The effect of pressure on the hydrodynamic stability limit of premixed flames

Abstract

The effect of pressure on the hydrodynamic stability limits of lean methane–air premixed flames is investigated with Direct Numerical Simulation based on multi-step chemistry and using a simplified one-step chemistry formulation. The dependency on pressure p of the cut-off length scale λc, that separates stable from unstable wavelengths of the initial perturbation, is computed for a number of different conditions. An increase of pressure causes a significant decrease of the cut-off length, as observed already in previous simulations and experiments. However, this decrease cannot be ascribed only to the decreased flame thickness due to elevated pressures, but the cut-off is reduced significantly even if normalized by either the thermal flame thickness ℓT or the diffusive flame thickness ℓD. For the conditions analyzed, the cut-off can be well approximated by the power-law λc∝p−0.8, while the thermal and diffusive flame thicknesses, in accordance with previous experiments, are proportional and scale as ℓT∝ℓD∝p−0.3. Therefore, the non-dimensional cut-off scales as λc/ℓT∝λc/ℓD∝p−0.5. This behavior is linked to the increase of the Zeldovich number with pressure, caused by higher inner layer temperatures at higher pressures, which is a result of increased importance of chain termination reactions.

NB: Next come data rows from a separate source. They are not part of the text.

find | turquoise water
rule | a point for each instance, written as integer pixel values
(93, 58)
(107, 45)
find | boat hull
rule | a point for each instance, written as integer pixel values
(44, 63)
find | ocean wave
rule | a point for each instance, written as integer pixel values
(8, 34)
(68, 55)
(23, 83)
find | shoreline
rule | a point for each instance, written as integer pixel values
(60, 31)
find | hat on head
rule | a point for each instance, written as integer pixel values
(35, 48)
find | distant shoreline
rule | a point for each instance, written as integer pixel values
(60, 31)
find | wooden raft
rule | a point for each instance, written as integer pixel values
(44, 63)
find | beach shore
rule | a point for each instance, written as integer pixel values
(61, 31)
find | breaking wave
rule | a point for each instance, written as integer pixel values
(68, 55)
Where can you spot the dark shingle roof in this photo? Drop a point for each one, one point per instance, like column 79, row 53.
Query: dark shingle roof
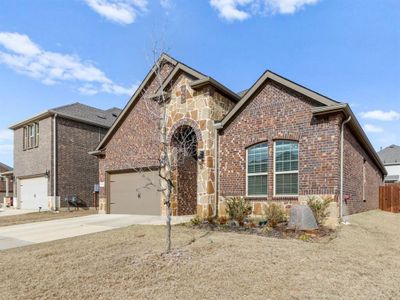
column 390, row 155
column 89, row 114
column 392, row 178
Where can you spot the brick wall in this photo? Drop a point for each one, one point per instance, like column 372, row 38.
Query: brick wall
column 279, row 113
column 36, row 161
column 77, row 171
column 135, row 144
column 362, row 177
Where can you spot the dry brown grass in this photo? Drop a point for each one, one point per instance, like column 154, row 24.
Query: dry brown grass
column 43, row 216
column 362, row 262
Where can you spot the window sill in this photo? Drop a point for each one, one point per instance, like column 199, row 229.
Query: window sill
column 256, row 198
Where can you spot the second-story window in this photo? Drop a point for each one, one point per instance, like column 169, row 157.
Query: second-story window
column 31, row 136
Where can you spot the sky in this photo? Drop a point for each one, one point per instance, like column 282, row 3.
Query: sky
column 55, row 52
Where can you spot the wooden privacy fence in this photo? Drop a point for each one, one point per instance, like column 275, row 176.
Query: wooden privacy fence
column 389, row 198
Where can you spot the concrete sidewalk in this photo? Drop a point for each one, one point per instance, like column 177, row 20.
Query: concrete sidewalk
column 40, row 232
column 5, row 212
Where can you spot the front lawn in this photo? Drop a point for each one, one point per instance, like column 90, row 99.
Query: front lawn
column 360, row 263
column 43, row 216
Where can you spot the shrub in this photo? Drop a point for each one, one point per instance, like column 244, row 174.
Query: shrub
column 275, row 214
column 222, row 220
column 237, row 208
column 196, row 221
column 319, row 208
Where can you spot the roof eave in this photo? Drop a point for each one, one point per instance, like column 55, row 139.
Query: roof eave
column 77, row 119
column 37, row 117
column 357, row 129
column 269, row 75
column 134, row 98
column 220, row 87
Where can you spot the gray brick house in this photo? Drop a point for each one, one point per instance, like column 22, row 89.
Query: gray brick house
column 51, row 159
column 276, row 141
column 6, row 181
column 390, row 157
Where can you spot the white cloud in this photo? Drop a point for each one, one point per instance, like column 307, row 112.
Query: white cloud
column 6, row 135
column 25, row 57
column 239, row 10
column 231, row 9
column 119, row 11
column 381, row 115
column 372, row 128
column 167, row 4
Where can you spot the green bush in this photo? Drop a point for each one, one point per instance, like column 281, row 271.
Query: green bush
column 237, row 208
column 196, row 221
column 319, row 208
column 274, row 213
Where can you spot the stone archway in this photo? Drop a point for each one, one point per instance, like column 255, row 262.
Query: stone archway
column 184, row 142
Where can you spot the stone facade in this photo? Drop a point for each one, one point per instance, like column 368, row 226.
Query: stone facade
column 199, row 110
column 274, row 112
column 135, row 144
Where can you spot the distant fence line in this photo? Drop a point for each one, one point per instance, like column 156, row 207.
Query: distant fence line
column 389, row 197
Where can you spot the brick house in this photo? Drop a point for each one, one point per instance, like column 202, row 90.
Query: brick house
column 51, row 159
column 390, row 157
column 6, row 182
column 277, row 141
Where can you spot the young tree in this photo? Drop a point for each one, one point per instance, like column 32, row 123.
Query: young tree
column 173, row 152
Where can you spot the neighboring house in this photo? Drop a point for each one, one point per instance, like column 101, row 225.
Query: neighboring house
column 277, row 141
column 51, row 159
column 390, row 157
column 6, row 182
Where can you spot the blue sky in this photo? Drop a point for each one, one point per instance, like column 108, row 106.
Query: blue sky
column 55, row 52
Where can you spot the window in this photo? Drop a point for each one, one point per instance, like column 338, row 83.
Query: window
column 257, row 170
column 286, row 168
column 31, row 136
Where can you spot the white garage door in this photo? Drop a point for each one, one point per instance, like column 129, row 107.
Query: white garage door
column 34, row 193
column 135, row 193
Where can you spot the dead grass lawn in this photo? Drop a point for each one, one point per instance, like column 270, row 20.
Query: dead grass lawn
column 362, row 262
column 43, row 216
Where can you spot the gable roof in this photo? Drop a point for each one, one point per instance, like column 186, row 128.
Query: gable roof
column 77, row 112
column 5, row 167
column 135, row 97
column 179, row 67
column 327, row 106
column 390, row 155
column 269, row 75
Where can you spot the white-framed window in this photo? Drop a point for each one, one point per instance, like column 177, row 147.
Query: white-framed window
column 286, row 168
column 31, row 136
column 257, row 170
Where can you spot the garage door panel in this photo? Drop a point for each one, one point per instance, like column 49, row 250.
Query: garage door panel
column 135, row 193
column 34, row 193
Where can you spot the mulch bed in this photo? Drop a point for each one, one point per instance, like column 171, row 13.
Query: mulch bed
column 280, row 231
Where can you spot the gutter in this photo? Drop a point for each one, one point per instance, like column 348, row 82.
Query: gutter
column 356, row 128
column 342, row 167
column 55, row 161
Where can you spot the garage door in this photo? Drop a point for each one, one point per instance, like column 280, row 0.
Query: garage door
column 34, row 193
column 135, row 193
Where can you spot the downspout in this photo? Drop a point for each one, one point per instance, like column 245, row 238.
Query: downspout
column 216, row 175
column 55, row 162
column 341, row 166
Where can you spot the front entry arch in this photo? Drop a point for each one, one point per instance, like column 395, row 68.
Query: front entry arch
column 184, row 143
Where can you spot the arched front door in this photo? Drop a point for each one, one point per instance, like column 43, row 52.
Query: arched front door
column 184, row 141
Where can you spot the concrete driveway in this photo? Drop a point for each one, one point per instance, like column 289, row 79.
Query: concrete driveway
column 40, row 232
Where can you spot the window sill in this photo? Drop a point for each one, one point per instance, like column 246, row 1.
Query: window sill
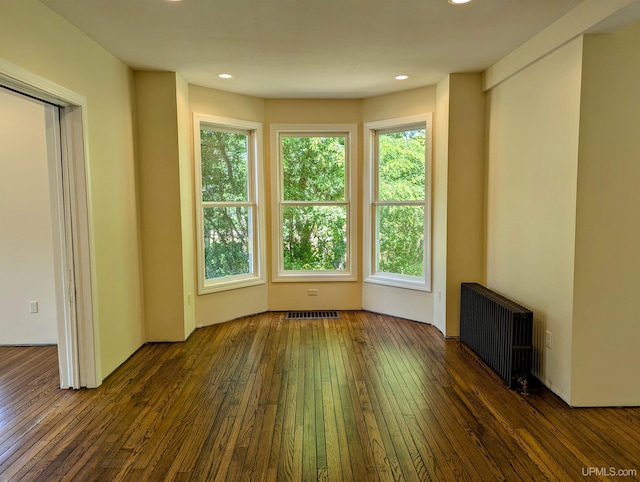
column 411, row 283
column 230, row 284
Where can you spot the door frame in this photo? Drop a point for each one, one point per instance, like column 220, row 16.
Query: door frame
column 78, row 344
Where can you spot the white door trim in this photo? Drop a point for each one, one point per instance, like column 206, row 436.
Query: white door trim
column 78, row 345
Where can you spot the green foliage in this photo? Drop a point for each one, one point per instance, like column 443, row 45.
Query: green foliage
column 401, row 240
column 314, row 172
column 225, row 178
column 401, row 168
column 313, row 168
column 314, row 236
column 401, row 177
column 225, row 158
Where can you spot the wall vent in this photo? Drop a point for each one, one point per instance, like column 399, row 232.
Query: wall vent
column 311, row 315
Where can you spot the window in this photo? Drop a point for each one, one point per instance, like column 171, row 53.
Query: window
column 227, row 157
column 397, row 193
column 314, row 212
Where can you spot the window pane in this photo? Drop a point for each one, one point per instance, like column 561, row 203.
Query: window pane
column 314, row 237
column 227, row 241
column 313, row 168
column 400, row 239
column 401, row 165
column 225, row 157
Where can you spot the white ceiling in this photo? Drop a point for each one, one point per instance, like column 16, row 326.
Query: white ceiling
column 311, row 48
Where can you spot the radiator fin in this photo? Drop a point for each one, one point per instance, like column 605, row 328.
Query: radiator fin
column 498, row 330
column 311, row 315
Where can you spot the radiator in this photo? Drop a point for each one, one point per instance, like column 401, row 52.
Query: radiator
column 499, row 331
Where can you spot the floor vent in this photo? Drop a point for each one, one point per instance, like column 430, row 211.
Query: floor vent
column 311, row 315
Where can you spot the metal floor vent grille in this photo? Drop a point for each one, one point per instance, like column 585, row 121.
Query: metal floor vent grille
column 311, row 315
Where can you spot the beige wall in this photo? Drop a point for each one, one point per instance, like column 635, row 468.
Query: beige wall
column 531, row 200
column 160, row 97
column 26, row 232
column 606, row 304
column 35, row 39
column 460, row 186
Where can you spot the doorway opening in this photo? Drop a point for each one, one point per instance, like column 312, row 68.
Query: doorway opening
column 65, row 140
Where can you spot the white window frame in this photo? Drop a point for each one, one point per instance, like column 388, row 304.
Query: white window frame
column 279, row 274
column 256, row 200
column 371, row 129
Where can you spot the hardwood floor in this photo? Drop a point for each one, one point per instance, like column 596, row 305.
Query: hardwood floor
column 363, row 397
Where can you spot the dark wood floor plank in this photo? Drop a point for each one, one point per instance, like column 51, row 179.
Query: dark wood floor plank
column 365, row 397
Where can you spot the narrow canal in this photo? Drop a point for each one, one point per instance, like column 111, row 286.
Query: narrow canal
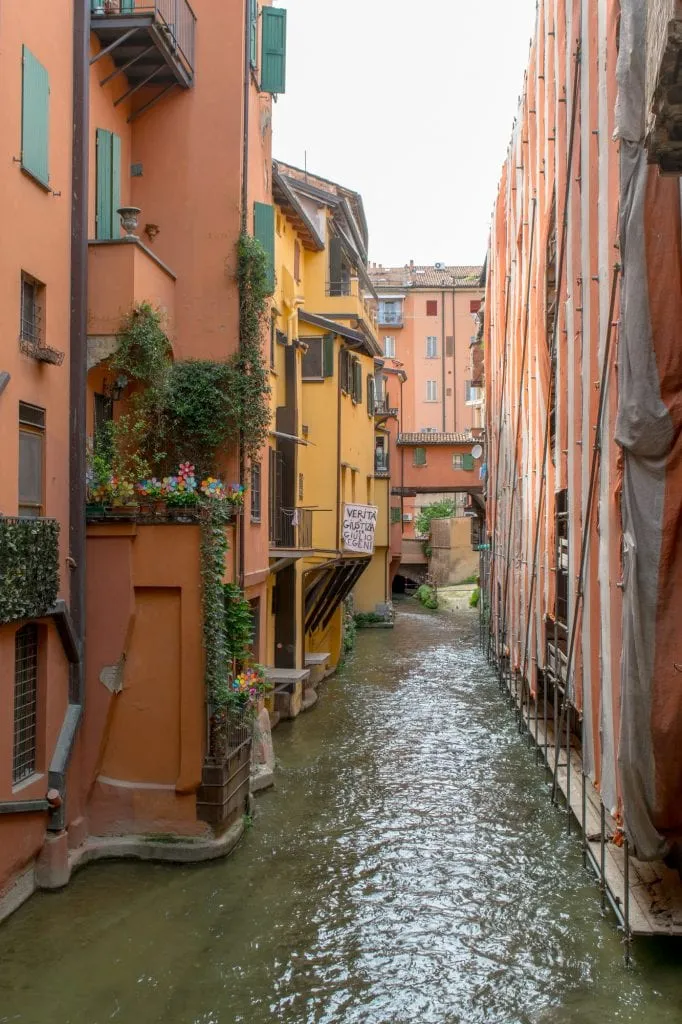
column 409, row 867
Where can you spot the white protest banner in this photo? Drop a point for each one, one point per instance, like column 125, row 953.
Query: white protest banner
column 359, row 523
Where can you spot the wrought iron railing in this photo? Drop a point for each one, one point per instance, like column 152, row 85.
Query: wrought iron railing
column 292, row 528
column 176, row 17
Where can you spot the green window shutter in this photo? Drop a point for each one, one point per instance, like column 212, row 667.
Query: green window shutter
column 273, row 54
column 109, row 184
column 263, row 229
column 35, row 117
column 253, row 33
column 103, row 222
column 328, row 355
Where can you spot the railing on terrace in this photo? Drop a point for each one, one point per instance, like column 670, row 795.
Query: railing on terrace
column 175, row 17
column 29, row 566
column 291, row 528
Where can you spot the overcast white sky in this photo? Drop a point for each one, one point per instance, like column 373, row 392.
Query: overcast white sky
column 411, row 102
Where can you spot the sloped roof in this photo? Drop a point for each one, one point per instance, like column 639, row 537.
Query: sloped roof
column 425, row 276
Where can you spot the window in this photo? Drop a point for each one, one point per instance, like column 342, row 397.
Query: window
column 33, row 298
column 255, row 492
column 317, row 363
column 103, row 413
column 26, row 702
column 253, row 33
column 390, row 311
column 273, row 50
column 32, row 457
column 109, row 184
column 297, row 262
column 263, row 230
column 35, row 118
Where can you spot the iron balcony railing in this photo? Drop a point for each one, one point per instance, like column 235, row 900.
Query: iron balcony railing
column 389, row 317
column 175, row 16
column 291, row 528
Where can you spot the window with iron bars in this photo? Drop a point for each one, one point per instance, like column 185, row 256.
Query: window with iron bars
column 31, row 313
column 26, row 702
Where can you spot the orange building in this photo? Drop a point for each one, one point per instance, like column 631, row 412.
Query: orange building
column 584, row 380
column 146, row 207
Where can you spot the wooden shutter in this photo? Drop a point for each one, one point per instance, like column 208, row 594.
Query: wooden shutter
column 35, row 118
column 253, row 33
column 109, row 184
column 328, row 355
column 263, row 229
column 273, row 55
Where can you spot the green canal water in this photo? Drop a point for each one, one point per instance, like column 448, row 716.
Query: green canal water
column 409, row 868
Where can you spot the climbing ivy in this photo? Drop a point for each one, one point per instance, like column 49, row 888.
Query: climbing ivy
column 251, row 386
column 29, row 567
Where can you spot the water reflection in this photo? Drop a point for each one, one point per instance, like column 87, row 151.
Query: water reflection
column 409, row 867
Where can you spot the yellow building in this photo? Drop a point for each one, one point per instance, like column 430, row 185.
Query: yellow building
column 322, row 459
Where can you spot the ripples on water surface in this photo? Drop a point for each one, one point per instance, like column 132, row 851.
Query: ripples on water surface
column 409, row 868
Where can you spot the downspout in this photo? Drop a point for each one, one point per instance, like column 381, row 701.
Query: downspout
column 442, row 359
column 455, row 381
column 77, row 383
column 244, row 230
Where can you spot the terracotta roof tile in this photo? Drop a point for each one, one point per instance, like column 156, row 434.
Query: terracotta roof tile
column 425, row 276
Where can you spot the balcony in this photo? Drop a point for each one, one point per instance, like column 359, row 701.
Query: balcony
column 152, row 42
column 291, row 529
column 344, row 301
column 390, row 317
column 123, row 272
column 29, row 567
column 383, row 409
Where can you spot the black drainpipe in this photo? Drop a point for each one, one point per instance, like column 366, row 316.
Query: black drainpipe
column 78, row 384
column 244, row 227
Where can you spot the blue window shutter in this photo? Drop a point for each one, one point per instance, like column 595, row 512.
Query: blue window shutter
column 35, row 117
column 263, row 229
column 273, row 45
column 253, row 33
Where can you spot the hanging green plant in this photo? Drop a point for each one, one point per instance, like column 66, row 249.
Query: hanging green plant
column 252, row 384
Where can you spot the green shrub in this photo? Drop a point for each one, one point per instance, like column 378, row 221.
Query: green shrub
column 427, row 596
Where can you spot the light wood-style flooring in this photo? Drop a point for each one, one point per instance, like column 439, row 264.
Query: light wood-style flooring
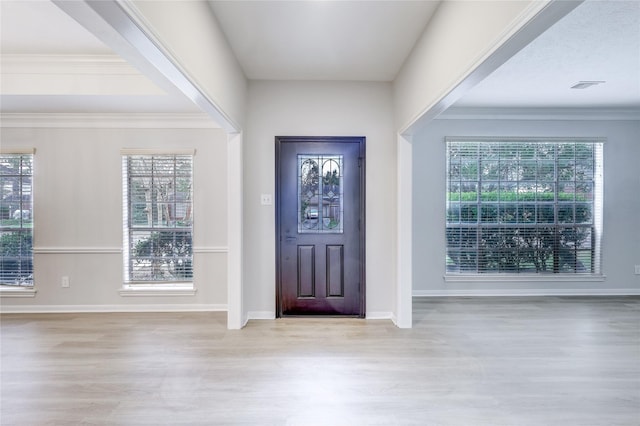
column 467, row 361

The same behavior is observed also in a one-step chemistry approach if the Zeldovich number, appearing explicitly in the one-step model equations, is varied with pressure according to the results from multi-step chemistry. The analysis is extended to the non-linear phase of the instability, when typical strong cusps are observed on the flame surface, simulating a two-dimensional slot burner for different pressures; it is confirmed that the same pressure effects are observed also in more complex settings and in the non-linear regime.